Kirchäcker Ost: Neuer Stadtteil nimmt Formen an. 2.000 neue Eisenstädtern wird der Stadtteil nach Fertigstellung beheimaten. Baufehler der Vergangenheit sollen diesmal vermieden werden.

Von Markus Wagentristl. Erstellt am 30. Juli 2020 (05:12)

In der vergangenen Woche gewährte die Stadt erstmalige Einblicke in den Bau des neuen Stadtteils Kirchäcker Ost (südlich des städtischen Friedhofes neben dem neuen Kindergarten Krautgartenweg).

Auf den Kirchäckern sollen 2.000 Menschen eine Wohnung finden, für eine 14.500 Seelen-Gemeinde eine beträchtliche Größe. Eine Größe, mit der die Stadtentwicklung in der Vergangenheit so manche Schwierigkeiten hatte, wie man bei dem benachbarten, älteren Bauprojekt Kirchäcker West sehen kann. Die Architektin Marlies Breuss sitzt im Fachbeirat des Stadtentwicklungsplanes STEP 2030, sie selbst sprach im Interview mit der Wiener Tageszeitung „Der Standard“ von einer „problematischen Nachverdichtung der Kirchäcker West“.

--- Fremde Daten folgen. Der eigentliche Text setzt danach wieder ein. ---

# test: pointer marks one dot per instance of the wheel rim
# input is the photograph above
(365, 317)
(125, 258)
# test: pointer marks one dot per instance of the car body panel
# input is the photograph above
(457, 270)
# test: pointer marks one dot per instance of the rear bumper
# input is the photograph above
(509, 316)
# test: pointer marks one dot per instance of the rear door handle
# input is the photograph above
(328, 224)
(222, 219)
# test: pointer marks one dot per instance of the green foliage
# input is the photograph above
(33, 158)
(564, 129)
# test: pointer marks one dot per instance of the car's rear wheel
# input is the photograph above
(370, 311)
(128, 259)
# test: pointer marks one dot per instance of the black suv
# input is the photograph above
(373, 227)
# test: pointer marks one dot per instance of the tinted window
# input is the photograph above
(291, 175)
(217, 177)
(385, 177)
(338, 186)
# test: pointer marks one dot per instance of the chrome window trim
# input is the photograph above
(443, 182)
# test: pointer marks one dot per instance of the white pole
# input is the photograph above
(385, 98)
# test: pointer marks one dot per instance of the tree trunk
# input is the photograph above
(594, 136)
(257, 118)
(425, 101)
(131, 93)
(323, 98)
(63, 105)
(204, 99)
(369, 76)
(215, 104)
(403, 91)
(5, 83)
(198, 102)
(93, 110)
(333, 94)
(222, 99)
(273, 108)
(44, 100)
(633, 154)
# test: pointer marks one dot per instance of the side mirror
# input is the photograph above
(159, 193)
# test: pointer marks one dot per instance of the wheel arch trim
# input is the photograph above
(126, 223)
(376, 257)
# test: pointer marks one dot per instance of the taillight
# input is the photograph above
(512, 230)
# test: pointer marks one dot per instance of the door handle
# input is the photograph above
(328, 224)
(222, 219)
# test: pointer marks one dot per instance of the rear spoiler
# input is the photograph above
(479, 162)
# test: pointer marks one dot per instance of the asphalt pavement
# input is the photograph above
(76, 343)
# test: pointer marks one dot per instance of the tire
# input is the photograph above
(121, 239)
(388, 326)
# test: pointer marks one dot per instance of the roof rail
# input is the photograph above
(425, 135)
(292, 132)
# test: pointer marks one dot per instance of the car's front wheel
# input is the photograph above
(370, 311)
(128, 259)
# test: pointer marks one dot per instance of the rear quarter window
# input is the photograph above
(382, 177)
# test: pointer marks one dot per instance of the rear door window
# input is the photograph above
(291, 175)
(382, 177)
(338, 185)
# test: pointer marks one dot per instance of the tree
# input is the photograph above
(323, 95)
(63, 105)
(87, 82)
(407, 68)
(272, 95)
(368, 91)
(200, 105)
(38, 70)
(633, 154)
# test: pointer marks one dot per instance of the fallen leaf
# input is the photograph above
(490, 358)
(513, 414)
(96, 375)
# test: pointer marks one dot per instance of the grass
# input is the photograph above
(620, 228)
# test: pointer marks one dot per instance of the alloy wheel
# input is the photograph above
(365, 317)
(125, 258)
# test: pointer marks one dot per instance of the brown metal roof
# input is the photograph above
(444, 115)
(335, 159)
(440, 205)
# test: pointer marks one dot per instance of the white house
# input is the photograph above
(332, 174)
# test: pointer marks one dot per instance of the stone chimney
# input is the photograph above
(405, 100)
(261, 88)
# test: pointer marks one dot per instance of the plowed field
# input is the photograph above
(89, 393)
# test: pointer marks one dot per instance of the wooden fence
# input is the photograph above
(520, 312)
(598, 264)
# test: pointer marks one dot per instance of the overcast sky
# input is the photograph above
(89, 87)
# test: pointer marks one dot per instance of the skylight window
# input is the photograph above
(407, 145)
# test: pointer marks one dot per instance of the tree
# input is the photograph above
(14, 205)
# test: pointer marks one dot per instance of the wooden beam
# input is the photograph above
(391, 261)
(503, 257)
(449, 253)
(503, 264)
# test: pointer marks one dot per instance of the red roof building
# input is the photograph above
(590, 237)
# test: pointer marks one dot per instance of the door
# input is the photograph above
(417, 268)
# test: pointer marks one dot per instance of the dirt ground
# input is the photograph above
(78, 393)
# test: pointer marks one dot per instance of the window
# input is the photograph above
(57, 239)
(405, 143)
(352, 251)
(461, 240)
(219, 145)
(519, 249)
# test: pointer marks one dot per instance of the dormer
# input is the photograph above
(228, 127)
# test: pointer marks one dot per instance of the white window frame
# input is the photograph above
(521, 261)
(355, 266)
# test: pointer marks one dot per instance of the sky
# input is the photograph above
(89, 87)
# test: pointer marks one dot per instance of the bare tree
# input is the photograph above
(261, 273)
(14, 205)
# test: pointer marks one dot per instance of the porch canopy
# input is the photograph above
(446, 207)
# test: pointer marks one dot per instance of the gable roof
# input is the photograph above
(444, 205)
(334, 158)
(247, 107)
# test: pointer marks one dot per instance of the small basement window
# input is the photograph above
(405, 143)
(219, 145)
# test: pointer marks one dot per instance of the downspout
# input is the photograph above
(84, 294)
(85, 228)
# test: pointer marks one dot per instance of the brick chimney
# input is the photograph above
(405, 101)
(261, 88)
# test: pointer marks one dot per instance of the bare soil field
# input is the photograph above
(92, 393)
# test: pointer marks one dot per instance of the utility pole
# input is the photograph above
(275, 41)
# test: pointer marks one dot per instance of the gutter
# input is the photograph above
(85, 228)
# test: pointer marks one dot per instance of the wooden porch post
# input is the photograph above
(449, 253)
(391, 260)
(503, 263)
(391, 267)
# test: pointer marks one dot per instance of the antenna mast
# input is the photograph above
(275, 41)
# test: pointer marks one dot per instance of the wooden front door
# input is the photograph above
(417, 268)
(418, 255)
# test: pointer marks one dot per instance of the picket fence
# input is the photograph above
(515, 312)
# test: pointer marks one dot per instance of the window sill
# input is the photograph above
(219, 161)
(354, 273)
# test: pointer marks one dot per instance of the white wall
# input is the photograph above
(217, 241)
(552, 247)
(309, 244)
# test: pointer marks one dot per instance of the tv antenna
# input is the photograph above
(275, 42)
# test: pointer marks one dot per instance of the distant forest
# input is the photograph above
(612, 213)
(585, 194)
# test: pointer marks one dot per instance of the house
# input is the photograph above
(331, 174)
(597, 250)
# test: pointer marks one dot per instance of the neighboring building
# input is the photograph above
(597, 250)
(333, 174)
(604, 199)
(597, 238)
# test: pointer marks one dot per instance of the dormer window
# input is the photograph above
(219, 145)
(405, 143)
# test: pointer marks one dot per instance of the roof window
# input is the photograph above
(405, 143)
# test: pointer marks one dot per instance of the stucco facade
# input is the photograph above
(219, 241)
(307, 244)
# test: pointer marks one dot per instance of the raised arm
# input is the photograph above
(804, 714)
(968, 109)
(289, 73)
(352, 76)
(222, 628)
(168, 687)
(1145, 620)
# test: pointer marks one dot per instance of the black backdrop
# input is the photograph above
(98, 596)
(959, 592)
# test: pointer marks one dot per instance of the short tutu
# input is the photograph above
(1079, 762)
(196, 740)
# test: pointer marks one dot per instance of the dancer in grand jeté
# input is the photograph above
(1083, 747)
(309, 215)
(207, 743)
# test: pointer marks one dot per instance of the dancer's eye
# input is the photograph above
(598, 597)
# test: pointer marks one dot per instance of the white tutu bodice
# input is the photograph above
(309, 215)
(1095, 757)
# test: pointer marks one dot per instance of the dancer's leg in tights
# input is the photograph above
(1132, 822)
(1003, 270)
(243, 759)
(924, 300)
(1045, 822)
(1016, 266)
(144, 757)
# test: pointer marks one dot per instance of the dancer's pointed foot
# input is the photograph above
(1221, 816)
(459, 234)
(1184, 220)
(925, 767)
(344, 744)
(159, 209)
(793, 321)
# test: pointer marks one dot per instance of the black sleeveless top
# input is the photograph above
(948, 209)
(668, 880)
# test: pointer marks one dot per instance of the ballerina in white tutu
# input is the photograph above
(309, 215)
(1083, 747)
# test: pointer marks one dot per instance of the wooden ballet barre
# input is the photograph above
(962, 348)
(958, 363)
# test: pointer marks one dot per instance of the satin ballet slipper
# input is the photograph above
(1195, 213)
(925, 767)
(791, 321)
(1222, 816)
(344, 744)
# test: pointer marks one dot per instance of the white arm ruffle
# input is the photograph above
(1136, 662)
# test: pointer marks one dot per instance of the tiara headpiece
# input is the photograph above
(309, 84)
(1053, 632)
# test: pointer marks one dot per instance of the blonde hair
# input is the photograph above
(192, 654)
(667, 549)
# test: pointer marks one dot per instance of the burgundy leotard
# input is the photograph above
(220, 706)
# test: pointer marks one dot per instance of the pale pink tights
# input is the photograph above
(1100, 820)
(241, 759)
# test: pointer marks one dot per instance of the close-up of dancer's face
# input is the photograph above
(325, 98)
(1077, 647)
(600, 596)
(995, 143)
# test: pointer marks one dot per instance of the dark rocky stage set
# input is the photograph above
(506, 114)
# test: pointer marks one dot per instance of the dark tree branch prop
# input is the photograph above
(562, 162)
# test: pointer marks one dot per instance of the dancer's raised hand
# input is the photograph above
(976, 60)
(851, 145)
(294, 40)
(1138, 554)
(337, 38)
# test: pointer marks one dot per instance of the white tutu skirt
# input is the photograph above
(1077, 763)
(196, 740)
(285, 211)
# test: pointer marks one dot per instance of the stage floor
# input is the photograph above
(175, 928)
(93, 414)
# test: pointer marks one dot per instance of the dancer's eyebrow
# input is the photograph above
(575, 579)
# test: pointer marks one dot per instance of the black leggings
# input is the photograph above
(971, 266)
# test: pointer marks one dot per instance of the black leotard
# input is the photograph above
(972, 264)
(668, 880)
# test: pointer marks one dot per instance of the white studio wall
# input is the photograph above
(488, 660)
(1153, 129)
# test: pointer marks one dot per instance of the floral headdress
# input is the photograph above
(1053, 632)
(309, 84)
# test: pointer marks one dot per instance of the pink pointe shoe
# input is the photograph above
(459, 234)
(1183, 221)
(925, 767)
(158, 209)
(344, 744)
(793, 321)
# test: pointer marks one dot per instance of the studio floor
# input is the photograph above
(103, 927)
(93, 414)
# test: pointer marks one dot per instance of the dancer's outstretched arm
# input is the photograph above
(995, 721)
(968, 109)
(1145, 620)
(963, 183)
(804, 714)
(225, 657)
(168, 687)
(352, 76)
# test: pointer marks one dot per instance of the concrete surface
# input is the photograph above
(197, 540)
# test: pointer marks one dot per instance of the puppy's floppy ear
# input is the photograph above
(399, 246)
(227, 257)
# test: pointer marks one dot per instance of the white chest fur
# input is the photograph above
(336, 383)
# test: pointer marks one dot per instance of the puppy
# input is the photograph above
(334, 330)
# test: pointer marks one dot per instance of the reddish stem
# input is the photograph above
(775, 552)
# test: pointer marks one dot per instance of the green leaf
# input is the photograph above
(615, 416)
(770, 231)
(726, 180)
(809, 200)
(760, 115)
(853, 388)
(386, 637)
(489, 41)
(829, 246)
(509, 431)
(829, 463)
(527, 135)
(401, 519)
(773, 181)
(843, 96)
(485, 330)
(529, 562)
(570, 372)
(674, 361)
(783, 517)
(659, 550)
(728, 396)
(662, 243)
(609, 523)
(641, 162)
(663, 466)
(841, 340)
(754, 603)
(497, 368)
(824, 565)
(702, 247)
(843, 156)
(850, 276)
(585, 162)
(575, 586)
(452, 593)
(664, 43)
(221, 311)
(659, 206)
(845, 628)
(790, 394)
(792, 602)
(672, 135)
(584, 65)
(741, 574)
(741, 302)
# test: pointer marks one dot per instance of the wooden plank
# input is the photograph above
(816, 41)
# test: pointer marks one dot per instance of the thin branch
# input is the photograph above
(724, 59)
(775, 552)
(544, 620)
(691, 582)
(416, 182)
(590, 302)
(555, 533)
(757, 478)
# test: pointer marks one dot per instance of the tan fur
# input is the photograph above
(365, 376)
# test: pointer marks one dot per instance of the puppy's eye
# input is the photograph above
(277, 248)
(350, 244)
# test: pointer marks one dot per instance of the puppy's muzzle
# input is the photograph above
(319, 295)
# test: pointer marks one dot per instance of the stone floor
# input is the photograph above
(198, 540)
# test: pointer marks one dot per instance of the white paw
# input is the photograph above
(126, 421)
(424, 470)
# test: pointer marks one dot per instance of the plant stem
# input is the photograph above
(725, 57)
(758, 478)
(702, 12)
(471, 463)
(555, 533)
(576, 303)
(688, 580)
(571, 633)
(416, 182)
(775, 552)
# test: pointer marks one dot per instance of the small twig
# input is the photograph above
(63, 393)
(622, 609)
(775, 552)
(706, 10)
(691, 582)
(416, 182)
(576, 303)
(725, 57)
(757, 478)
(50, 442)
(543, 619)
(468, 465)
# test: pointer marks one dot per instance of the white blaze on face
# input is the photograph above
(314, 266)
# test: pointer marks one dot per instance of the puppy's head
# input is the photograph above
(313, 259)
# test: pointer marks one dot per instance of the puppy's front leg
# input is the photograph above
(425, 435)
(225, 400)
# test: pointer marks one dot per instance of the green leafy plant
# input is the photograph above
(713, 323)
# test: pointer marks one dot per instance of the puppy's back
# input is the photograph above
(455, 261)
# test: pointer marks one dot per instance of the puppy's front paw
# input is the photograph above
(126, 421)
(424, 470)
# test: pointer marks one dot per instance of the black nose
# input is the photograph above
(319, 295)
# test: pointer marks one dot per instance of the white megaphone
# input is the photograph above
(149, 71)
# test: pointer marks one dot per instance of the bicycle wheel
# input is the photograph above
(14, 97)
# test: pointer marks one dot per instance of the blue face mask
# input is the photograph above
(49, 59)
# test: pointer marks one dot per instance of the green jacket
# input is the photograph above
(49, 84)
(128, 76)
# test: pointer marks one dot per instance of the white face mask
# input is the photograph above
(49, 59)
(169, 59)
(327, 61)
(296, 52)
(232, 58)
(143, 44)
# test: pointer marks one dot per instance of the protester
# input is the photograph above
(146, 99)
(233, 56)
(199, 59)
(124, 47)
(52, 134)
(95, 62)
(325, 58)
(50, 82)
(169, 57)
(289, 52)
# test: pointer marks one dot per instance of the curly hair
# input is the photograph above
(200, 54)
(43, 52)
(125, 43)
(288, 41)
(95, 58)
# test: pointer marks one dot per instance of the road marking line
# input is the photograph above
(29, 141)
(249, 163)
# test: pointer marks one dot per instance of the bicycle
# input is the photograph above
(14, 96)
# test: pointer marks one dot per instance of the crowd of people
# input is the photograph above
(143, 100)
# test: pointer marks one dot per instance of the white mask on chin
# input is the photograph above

Neuer Stadtteil: Grüner und demokratischer?

Gegen diese zu dichte Bauweise präsentierten Bürgermeister Thomas Steiner und seine Vizebürgermeister Istvan Deli (beide ÖVP) und Lisa Vogl (SPÖ) nun einen baulichen Paradigmenwechsel. „Bei den Kirchäckern Ost wird kein neues Bauland erzeugt. Im Gegenteil: Für den Park wurde bestehendes Bauland in Grünland zurückgewidmet und der Öffentlichkeit zur Verfügung gestellt“, betont Bürgermeister Thomas Steiner. Auf 8.000 Quadratmetern soll ein kleiner Park zwischen den Wohnhäusern entstehen, eine Allee mit 100 Bäumen Kirchäcker West von Ost trennen.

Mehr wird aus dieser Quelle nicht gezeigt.